Focusing on the reading experience is a step forward in serving the needs of users, which is something we always focus on at Digirati. So, we were very pleased when eLife invited us to work with its product team to help produce the necessary front-end assets and set the technical foundations for this user-centred approach.

Getting a bit technical

We used the design system technique pioneered by Brad Frost called atomic design, which is an approach that builds up the user interface (UI) from the most basic building blocks or 'atoms', combines atoms into molecules, molecules into organisms, and those organisms into templates and pages.

The mustache templating library was the foundation of the patterns produced for the project. It is highly compatible with an atomic design approach as components can be made up of smaller sub-components. A great feature of mustache templates is that structured JSON data can be passed into them, providing a simple means to display and test patterns with real content.

In addition to the templates, there was an accompanying YAML file (a human-readable, structured configuration file) that acted as the ‘source of truth’ for the components, defining the possible configurations that can be passed to each component – a form of ‘contract’ between the front end and back end. This approach created a very empowering front-end workflow, ensuring that the data, structure, logic and markup were central considerations.

On the back end, PHP view models were created for each corresponding front-end component, ensuring that the back-end code was as composable as the front end.

Unit tests were written to test the view models against the YAML definitions, ensuring that the view models would always be compatible with the front-end patterns.

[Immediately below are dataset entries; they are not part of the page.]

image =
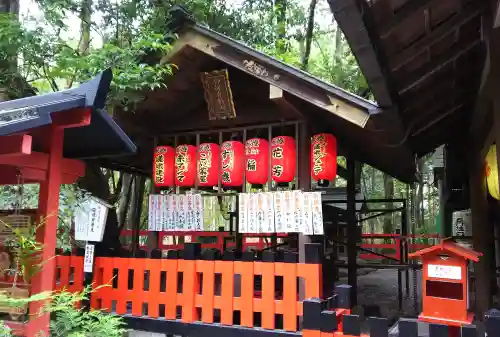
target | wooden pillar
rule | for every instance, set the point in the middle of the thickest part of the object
(48, 207)
(304, 175)
(352, 231)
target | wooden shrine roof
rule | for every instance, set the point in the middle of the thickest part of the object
(450, 246)
(101, 138)
(265, 90)
(425, 58)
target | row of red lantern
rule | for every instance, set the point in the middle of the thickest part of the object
(181, 166)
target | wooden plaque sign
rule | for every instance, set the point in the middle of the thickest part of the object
(218, 95)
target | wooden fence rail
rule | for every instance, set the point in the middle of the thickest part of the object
(200, 287)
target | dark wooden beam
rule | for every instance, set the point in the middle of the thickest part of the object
(429, 69)
(277, 96)
(469, 12)
(302, 85)
(403, 13)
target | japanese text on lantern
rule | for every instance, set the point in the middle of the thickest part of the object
(252, 148)
(277, 153)
(205, 162)
(181, 162)
(227, 157)
(160, 165)
(319, 146)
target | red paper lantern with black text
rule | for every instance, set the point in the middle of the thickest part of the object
(283, 159)
(163, 166)
(233, 163)
(323, 157)
(185, 165)
(208, 164)
(257, 161)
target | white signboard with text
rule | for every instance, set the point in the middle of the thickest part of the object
(90, 220)
(444, 272)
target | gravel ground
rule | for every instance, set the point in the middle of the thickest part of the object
(378, 294)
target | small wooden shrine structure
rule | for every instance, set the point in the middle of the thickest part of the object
(224, 91)
(44, 139)
(435, 63)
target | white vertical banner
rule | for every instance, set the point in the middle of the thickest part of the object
(198, 212)
(181, 212)
(297, 210)
(158, 212)
(289, 208)
(242, 212)
(88, 260)
(164, 212)
(170, 213)
(190, 225)
(279, 213)
(269, 204)
(317, 213)
(261, 213)
(307, 214)
(152, 215)
(252, 213)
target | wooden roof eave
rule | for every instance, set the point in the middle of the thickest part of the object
(348, 15)
(337, 101)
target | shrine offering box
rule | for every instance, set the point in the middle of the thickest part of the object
(445, 283)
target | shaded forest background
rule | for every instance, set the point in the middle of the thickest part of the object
(41, 51)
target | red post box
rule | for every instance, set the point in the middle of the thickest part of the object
(445, 283)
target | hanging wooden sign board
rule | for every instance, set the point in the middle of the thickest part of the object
(218, 95)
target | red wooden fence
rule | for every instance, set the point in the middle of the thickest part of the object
(165, 293)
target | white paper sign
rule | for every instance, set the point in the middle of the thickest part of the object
(252, 213)
(242, 212)
(190, 224)
(445, 272)
(181, 213)
(289, 209)
(269, 212)
(317, 213)
(151, 214)
(307, 226)
(297, 211)
(88, 260)
(198, 212)
(279, 214)
(90, 220)
(158, 212)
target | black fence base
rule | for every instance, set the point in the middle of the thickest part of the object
(198, 329)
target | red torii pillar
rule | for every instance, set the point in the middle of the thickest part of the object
(50, 169)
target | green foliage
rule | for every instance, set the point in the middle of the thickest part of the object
(68, 321)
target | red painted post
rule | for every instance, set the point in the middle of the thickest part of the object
(48, 206)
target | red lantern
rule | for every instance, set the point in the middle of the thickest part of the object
(208, 164)
(163, 166)
(185, 165)
(257, 154)
(283, 159)
(323, 157)
(233, 161)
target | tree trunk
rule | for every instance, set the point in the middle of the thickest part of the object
(388, 194)
(338, 46)
(309, 34)
(280, 10)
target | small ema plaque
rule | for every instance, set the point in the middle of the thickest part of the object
(218, 95)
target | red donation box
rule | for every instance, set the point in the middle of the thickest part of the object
(445, 283)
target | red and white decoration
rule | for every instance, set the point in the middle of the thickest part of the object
(257, 161)
(323, 157)
(208, 165)
(283, 159)
(185, 165)
(163, 166)
(232, 161)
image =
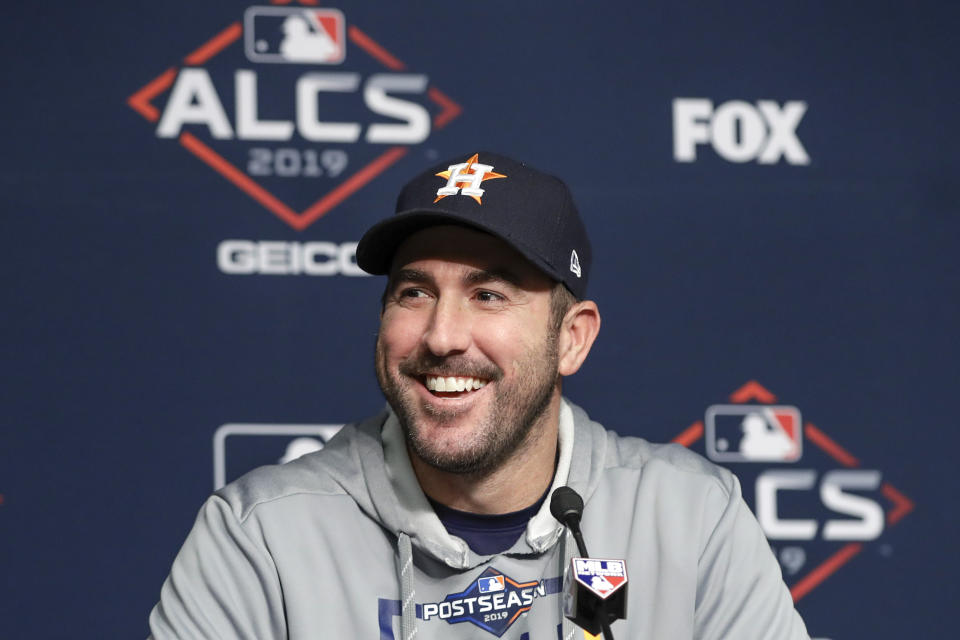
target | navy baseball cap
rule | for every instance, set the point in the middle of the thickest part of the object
(531, 211)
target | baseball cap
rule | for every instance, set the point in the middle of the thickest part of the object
(530, 210)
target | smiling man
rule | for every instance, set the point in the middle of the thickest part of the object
(431, 520)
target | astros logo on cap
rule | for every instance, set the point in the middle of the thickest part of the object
(465, 179)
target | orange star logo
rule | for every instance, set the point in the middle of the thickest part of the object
(467, 178)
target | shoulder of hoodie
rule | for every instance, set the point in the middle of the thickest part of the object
(319, 473)
(629, 452)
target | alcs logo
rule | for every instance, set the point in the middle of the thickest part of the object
(814, 500)
(308, 127)
(739, 131)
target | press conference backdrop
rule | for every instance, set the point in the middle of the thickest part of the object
(771, 192)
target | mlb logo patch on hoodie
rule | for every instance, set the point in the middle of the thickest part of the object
(493, 602)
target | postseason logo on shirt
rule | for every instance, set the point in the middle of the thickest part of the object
(493, 602)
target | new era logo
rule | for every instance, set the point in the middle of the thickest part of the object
(575, 263)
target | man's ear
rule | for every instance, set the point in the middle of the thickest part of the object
(577, 332)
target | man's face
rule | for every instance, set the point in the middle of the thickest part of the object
(466, 354)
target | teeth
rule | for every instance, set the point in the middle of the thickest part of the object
(450, 383)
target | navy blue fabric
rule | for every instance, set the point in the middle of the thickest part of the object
(485, 533)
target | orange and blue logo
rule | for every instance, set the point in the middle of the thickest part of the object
(493, 602)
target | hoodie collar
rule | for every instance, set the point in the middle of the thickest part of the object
(417, 519)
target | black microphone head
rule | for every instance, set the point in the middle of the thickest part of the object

In addition to robust automated testing and code quality checks as part of the front and back-end build processes, additional cross-browser testing and quality assurance tests were carried out to ensure a great experience for the end user.

Better collaboration and communication within teams

The pattern library approach provided a successful way of working with the eLife team. It became a common language for stakeholders, designers and developers (both front end and back end) and allowed for better code ownership and team communication.

In addition, members of our front-end development team regularly travelled to Cambridge to work alongside eLife’s product team. The benefits of such close collaboration included improved development decision making, as well as more easily validating assumptions and testing and signing off the work.

To sum it up, the pattern library has helped eLife to organise all of its new UI essential elements into one central repository where teams can pull information that is crucial to their work. This more accessible design information results in less miscommunication and misinterpretation, and we envisage this to be the case for the eLife team as the site evolves in the future as well. Atomic design and pattern libraries have enabled eLife to achieve a user interface production method that allows for evolution, consistency, efficiency and a common vocabulary for the organisation’s internal teams and partners.